AHCPHT401A
Assess olive oil for style and quality

This unit covers assessing olive oil for style and quality and defines the standard required to: identify olive oil styles; identify common olive oil defects; modify horticultural and/or processing practices to remedy variations from desired style and quality.

Application

This unit applies to olive growers or managers assessing oil produced from an olive crop.


Elements and Performance Criteria

ELEMENT

PERFORMANCE CRITERIA

1. Establish and implement appropriate tasting protocols

1.1. Appropriate tasting conditions are established.

1.2. Accepted industry tasting procedures are applied.

1.3. Oils are tasted in the order that will best show character of each oil.

2. Determine style and sensory quality of the olive oil

2.1. Characteristics of the olive oil are identified and assessed.

2.2. Style of oil is assessed by tasting.

2.3. Sensory quality of oil is assessed by smelling and tasting.

2.4. Observed defects are analysed and recorded for future action.

3. Determine the analytical quality of the olive oil

3.1. Samples of oils are sent to laboratory for testing of key chemical indices.

3.2. Analytical quality of oil is assessed by interpreting key chemical indices.

3.3. Observed chemical indices that are beyond the normal range are recorded for future action.

4. Identify factors influencing the style and quality of the olive oil

4.1. Horticultural factors that may influence style and quality of the olive oil are identified.

4.2. Processing factors that may influence style and quality of the olive oil are identified.

4.3. Other factors that may influence style and quality of the olive oil are identified.

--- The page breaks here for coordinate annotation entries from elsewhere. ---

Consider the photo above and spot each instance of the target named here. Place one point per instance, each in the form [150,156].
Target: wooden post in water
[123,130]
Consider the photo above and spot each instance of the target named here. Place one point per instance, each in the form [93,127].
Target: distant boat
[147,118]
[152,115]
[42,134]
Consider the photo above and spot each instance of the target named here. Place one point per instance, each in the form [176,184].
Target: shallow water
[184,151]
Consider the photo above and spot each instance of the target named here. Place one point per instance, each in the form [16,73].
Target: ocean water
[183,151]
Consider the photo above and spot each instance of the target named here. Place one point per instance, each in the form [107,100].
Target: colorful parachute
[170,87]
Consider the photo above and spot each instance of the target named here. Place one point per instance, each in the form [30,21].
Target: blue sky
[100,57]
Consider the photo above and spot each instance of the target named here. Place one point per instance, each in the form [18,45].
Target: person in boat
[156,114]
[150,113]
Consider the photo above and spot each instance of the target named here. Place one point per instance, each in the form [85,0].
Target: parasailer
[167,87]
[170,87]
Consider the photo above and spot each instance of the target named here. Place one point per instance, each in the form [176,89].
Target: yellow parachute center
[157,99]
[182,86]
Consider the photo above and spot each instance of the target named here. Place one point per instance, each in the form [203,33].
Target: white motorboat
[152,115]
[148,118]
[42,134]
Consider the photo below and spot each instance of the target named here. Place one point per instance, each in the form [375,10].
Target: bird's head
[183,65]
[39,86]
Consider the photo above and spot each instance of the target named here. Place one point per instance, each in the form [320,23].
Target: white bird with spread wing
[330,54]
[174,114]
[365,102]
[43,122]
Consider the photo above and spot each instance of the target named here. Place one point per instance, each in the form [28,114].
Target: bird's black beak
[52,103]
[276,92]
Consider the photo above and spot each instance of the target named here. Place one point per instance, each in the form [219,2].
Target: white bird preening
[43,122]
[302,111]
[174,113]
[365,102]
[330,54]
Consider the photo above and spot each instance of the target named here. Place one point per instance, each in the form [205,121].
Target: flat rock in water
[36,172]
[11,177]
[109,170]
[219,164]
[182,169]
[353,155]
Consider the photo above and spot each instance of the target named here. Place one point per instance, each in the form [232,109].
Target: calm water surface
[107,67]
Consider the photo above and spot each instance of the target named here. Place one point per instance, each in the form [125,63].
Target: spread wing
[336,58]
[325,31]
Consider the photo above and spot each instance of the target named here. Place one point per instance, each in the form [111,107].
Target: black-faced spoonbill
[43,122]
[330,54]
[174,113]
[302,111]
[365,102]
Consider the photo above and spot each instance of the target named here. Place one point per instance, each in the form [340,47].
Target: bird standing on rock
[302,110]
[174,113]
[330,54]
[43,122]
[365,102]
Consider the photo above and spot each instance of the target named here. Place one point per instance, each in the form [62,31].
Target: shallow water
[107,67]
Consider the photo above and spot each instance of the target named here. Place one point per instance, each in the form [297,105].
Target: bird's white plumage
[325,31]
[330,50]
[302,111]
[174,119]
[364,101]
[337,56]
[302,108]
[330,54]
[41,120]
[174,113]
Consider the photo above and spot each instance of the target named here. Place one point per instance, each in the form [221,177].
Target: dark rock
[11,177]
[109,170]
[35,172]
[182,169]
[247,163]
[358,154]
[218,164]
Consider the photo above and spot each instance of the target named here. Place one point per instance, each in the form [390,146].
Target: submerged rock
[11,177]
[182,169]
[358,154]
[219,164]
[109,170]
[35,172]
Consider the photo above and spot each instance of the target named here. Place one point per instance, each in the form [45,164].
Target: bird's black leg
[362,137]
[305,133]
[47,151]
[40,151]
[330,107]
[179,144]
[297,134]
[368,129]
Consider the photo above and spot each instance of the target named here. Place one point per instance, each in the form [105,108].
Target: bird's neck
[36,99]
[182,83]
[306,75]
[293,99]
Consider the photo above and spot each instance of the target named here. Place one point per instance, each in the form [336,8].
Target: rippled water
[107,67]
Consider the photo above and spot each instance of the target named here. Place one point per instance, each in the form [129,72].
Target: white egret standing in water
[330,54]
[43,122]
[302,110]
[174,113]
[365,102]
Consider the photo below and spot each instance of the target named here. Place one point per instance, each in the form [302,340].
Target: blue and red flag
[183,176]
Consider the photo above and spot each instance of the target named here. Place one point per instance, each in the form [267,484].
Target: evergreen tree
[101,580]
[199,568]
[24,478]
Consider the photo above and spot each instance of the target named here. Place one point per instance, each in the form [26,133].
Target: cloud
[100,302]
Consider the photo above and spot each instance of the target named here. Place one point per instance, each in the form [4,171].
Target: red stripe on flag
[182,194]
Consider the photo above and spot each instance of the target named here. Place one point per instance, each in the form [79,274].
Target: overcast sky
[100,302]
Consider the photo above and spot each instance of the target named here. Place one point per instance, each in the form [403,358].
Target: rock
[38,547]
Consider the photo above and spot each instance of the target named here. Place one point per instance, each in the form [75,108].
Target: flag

5. Implement findings of tastings and chemical analyses

5.1. Records of season's tastings and chemical analyses are maintained according to enterprise procedures.

5.2. Horticultural and processing activities and methods are evaluated in terms of modifications and improvements to be made for next season.

5.3. Horticultural production plan for next season is adjusted, documented and communicated to horticultural personnel according to enterprise procedures.

5.4. Processing requirements for next season are documented and communicated to processing personnel according to enterprise procedures.

Required Skills

Required skills

general tasting skills, including ability to detect and describe aromas and flavours, and to distinguish between bitterness and pungency in oils

use literacy skills to read, interpret and follow organisational policies and procedures, develop sequenced written instructions, record accurately and legibly information collected and select and apply procedures to a range of tasks

use oral communication skills/language competence to fulfil the job role as specified by the organisation including questioning, active listening, asking for clarification, negotiating solutions and responding to a range of views

use numeracy skills to estimate, calculate and record routine and more complex workplace measures and data

use interpersonal skills to work with others and relate to people from a range of cultural, social and religious backgrounds and with a range of physical and mental abilities.

Required knowledge

cause of olive oil defects and how they can be remedied

horticultural and processing practices that affect olive oil style, and reasons for the effect

relationship between critical chemical parameters and oil style and quality.

Evidence Required

The evidence guide provides advice on assessment and must be read in conjunction with the performance criteria, required skills and knowledge, range statement and the Assessment Guidelines for the Training Package.

Overview of assessment

Critical aspects for assessment and evidence required to demonstrate competency in this unit

The evidence required to demonstrate competency in this unit must be relevant to workplace operations and satisfy holistically all of the requirements of the performance criteria and required skills and knowledge and include achievement of the following:

identify olive oil styles

identify common olive oil defects

modify horticultural and/or processing practices to remedy variations from desired style and quality.

Context of and specific resources for assessment

Competency requires the application of work practices under work conditions. Selection and use of resources for some worksites may differ due to the regional or enterprise circumstances.


Range Statement

The range statement relates to the unit of competency as a whole.

Assessment techniques may include:

a range of techniques growers use to assess olive oil in terms of style and quality.

Accepted industry tasting procedures may include:

COI/T.20/Doc. no. 13 General Methodology for the Organoleptic Assessment of Virgin Olive Oil; and methods and standards adopted by the International Olive Oil Council for the sensory analysis of olive oil.


Sectors

Unit sector

Production horticulture


Employability Skills

This unit contains employability skills.